April 27: Peter Davison's "The Level Path"

In the foreword to his final collection, Breathing Room, Peter Davison (1928-2004) wrote about his desire to write poems that could “evoke a mood, a scene, an enimga, the unfolding of a metaphor, the entrapment of an idea, in a space or shape that will contain it without killing it.” “The Level Path,” the penultimate poem in the book, presents us with a vivid instance of such unfolding and entrapment—in this case, the inability to turn back from beauty and where it may lead us.


The Level Path

Descend here along a shower of
             shallow steps past the potting shed with
                           its half-rotted ironbound door

to reach the level path. It winds
             northward, high hat, girdling
                           the waist of a limestone cliff

beyond earshot of the clamorous village below. The
             squeezed access bears us vaguely along
                           shifting digressions of the compass, past

eye-level seductions of violet, periwinkle, primrose, and petals
             like lisping yellow butterflies.

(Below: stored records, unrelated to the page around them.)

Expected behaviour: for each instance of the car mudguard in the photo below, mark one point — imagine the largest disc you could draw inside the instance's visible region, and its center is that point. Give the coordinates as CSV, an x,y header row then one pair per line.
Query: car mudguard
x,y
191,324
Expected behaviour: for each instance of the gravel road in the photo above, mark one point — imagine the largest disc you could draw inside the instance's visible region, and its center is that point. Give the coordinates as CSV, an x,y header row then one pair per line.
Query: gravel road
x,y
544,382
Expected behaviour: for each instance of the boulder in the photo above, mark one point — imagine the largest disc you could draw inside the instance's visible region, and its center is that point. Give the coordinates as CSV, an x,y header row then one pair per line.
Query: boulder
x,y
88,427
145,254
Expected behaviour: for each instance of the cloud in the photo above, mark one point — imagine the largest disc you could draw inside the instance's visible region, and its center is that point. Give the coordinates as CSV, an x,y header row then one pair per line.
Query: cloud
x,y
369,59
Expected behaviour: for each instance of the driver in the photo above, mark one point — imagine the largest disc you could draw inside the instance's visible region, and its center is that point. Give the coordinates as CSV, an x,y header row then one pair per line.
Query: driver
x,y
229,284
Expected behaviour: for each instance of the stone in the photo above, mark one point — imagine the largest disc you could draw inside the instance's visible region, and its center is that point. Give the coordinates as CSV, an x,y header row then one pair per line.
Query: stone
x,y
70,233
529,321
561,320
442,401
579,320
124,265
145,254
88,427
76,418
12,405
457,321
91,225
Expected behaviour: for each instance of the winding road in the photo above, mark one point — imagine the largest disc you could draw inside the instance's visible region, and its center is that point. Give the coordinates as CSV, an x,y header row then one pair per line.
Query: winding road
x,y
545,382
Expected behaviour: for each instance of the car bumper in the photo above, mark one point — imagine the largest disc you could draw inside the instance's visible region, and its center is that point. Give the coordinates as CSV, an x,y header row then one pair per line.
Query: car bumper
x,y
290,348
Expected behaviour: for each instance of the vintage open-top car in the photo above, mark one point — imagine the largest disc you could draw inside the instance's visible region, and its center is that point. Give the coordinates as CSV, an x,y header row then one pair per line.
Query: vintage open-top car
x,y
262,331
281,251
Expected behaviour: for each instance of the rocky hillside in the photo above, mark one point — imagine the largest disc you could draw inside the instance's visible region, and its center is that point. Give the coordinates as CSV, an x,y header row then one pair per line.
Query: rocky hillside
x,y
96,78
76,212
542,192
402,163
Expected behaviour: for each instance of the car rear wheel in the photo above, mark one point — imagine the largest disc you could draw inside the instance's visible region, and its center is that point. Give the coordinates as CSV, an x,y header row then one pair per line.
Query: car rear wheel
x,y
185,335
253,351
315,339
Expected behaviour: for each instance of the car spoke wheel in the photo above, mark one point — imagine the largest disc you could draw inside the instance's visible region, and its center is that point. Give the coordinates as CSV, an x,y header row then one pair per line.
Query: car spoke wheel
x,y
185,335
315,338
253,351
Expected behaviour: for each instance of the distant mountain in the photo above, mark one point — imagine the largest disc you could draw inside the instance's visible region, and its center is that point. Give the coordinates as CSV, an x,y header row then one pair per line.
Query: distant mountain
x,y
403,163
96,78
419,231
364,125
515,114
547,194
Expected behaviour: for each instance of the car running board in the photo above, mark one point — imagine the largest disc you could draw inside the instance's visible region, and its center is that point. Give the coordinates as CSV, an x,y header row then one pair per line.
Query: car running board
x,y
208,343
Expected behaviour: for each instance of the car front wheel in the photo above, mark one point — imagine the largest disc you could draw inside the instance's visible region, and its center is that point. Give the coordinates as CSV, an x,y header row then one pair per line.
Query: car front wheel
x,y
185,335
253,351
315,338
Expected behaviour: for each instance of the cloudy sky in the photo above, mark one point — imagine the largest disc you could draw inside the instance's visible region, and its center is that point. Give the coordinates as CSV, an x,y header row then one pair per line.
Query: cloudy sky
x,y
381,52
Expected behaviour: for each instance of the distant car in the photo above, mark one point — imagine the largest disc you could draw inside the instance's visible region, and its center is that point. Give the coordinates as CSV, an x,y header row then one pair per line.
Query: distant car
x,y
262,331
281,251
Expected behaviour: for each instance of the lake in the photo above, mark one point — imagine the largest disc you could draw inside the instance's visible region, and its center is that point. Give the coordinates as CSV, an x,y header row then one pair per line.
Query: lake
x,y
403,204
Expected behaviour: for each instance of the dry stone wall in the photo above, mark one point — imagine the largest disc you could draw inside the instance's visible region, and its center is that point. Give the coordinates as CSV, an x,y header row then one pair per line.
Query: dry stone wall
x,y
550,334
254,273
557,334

Naked limbs
                           of beech, haggard liftings of pine,

a hairy upthrust of cedar beside a
             curving stone bench, all hint at eruptions
                           into Eros. Yet another seat displays

a cushion of undisturbed luxuriant moss around its clefts and
             edges. Thick harsh leaves
                           of holly, ivy, even of palmetto

thrust up, pathside, between tender new petals,
             while other friendly shrubs reach down
                           from overhead to fondle our faces.

There is no escape from the dreadful beauty of
             this narrow path. It leads nowhere
                           except to itself and
                           the black water below.